If I were Democrats, I’d be very worried about the near future, whether Trump runs again in 2024 or not. These two years where they control both houses of Congress and the presidency may be their political peak again for the next 6-8 years. Gotta get things done while they can!February 14, 2021 at 1:05 am #49717semoochieParticipant
Then, there’s that rape situation. If the DNA proves to be Trump’s he could be looking at a criminal charge for that!February 14, 2021 at 8:20 am #49719radiogeekParticipant
Fuck Mitch McConnell.
Congress needs to immediately pass a new resolution on majority vote to invoke the provision in the 14th amendment that gives them the power to bar Trump from ever holding office again.
I wish all the states good luck. The only comfort I have on this matter is that eventually, Al Capone went away. For tax evasion … not for murder but he did go to prison.
I’m looking forward to the collapse of the Trump Organization as well.
EdFebruary 14, 2021 at 8:51 am #49720
radiogeek: “Congress needs to immediately pass a new resolution on majority vote to invoke the provision in the 14th amendment that gives them the power to bar Trump from ever holding office again.”
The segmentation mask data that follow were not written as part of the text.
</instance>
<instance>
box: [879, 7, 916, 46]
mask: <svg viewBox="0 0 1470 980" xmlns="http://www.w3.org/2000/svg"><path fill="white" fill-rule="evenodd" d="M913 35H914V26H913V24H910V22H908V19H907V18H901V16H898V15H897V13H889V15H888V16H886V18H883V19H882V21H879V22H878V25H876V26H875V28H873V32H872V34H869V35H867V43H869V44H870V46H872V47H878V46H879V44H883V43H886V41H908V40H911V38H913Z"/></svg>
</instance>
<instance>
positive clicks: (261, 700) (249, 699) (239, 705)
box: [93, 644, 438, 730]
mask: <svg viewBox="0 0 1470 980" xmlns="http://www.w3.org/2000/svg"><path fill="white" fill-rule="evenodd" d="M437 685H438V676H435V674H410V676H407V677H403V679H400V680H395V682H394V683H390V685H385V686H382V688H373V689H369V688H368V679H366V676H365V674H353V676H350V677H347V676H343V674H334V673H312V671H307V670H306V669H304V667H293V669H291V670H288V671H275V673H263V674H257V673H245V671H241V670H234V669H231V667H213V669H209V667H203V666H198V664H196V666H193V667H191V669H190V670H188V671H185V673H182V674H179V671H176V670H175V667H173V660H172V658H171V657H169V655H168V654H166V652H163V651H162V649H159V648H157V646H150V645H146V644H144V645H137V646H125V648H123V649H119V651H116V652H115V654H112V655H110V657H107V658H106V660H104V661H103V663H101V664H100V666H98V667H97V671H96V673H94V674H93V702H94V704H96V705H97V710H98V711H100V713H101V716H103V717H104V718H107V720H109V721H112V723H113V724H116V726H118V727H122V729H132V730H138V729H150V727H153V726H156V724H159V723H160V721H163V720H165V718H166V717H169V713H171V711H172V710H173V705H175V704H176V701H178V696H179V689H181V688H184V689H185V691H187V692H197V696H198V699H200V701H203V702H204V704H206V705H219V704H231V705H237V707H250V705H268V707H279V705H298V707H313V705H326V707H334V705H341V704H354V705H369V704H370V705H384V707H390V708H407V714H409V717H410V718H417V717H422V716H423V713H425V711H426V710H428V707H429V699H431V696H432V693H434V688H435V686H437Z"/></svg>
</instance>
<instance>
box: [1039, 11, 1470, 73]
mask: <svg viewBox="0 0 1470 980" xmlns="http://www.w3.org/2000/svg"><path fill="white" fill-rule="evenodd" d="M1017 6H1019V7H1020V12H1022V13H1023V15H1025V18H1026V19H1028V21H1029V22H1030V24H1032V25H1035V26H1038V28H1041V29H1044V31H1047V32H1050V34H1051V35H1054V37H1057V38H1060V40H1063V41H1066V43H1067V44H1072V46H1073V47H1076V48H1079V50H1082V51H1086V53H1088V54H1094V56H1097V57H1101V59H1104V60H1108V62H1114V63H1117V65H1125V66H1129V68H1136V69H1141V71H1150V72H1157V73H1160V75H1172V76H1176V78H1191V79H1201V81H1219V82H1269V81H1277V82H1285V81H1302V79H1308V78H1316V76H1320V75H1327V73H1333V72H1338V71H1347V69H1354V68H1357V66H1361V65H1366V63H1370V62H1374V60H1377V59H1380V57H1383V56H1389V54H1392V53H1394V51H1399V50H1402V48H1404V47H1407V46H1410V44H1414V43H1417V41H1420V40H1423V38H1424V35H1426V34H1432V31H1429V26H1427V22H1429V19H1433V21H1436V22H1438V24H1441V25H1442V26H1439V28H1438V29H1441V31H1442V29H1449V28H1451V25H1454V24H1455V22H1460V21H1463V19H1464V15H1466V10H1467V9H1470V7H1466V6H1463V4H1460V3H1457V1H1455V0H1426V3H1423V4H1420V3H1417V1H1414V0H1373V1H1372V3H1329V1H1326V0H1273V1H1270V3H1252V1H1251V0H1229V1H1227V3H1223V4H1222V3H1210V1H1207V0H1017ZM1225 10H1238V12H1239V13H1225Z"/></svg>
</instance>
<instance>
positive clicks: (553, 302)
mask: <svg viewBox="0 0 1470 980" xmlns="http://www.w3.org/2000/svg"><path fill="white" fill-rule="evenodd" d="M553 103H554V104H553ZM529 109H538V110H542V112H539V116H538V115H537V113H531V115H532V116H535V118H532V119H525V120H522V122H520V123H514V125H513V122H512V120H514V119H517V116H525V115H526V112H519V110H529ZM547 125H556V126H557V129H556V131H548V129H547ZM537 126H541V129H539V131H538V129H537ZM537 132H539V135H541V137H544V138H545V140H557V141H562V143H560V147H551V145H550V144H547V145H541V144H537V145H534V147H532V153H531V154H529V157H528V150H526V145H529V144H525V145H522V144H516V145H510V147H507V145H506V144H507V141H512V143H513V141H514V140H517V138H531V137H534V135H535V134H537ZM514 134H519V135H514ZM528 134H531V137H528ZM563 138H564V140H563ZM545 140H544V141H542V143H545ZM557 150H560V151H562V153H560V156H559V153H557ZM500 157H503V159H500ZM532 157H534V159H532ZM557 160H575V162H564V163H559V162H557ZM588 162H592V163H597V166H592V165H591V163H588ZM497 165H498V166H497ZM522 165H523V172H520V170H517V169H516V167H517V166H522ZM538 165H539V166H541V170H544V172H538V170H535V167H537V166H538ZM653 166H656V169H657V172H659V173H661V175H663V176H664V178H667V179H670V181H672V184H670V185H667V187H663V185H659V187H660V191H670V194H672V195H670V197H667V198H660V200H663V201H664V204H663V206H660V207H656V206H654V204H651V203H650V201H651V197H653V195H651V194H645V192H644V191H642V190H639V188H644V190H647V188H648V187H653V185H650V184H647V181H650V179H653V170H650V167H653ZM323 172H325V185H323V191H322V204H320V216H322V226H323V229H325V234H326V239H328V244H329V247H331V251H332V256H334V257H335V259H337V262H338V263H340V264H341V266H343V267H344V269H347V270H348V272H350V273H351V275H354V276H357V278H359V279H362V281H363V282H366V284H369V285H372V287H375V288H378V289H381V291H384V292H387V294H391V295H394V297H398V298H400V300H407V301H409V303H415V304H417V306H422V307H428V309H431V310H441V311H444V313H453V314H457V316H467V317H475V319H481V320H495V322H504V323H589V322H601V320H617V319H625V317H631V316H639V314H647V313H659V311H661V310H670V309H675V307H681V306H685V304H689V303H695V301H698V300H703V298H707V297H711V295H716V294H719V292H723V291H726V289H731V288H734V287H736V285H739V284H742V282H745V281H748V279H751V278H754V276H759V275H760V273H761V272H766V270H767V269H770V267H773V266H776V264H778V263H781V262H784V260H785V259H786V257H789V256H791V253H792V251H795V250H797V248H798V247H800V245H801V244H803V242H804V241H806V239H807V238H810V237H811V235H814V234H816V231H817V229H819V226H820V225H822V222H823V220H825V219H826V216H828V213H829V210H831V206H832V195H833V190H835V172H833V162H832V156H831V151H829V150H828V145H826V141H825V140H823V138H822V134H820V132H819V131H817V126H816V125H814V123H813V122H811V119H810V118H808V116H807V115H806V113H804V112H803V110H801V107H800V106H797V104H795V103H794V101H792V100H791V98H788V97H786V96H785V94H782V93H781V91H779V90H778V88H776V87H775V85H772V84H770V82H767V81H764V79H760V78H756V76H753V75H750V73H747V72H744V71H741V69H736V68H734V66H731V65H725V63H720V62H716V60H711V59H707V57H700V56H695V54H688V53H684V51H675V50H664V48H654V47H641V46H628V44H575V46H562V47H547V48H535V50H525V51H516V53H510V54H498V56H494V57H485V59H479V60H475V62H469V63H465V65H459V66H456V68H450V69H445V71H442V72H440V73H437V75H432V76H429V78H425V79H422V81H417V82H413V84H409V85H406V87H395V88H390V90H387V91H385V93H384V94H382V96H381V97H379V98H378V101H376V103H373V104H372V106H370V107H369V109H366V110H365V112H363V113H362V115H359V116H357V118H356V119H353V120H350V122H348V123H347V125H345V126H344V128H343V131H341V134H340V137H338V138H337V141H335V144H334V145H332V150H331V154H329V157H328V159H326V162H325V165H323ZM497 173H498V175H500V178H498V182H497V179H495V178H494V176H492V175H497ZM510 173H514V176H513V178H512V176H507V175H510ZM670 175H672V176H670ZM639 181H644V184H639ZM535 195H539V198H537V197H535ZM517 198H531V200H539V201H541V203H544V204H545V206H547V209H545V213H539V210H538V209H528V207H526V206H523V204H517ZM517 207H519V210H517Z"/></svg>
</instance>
How do you get 60 votes in the Senate for that? Presumably there are only 57 base on the trial vote.February 14, 2021 at 2:50 pm #49721edselehrParticipant
radiogeek: Patience, grasshopper. Allow the full story of Jan. 6 to come to light (it will take time) and let the Democrats in the Senate have a chance to purge the filibuster (I assume they will try before 2022). Only then would an attempt to use the 14th amendment on Trump be successful.February 14, 2021 at 3:25 pm #49722
Before Senate Democrats are able to get rid of the filibuster, they’re going to need support of some conservative Democrats like Joe Manchin and Kyrsten Sinema, both of whom have expressed reluctance to get rid of it.
More likely is that the filibuster would be weakened. E.g. instead of forcing the majority to show up to vote to break a filibuster, as is required now, force the minority to show up to sustain it. Also, we may see more “flexibility” in what is allowed in budget reconciliation bills, though again both Sinema and Manchin seem reluctant to support that either.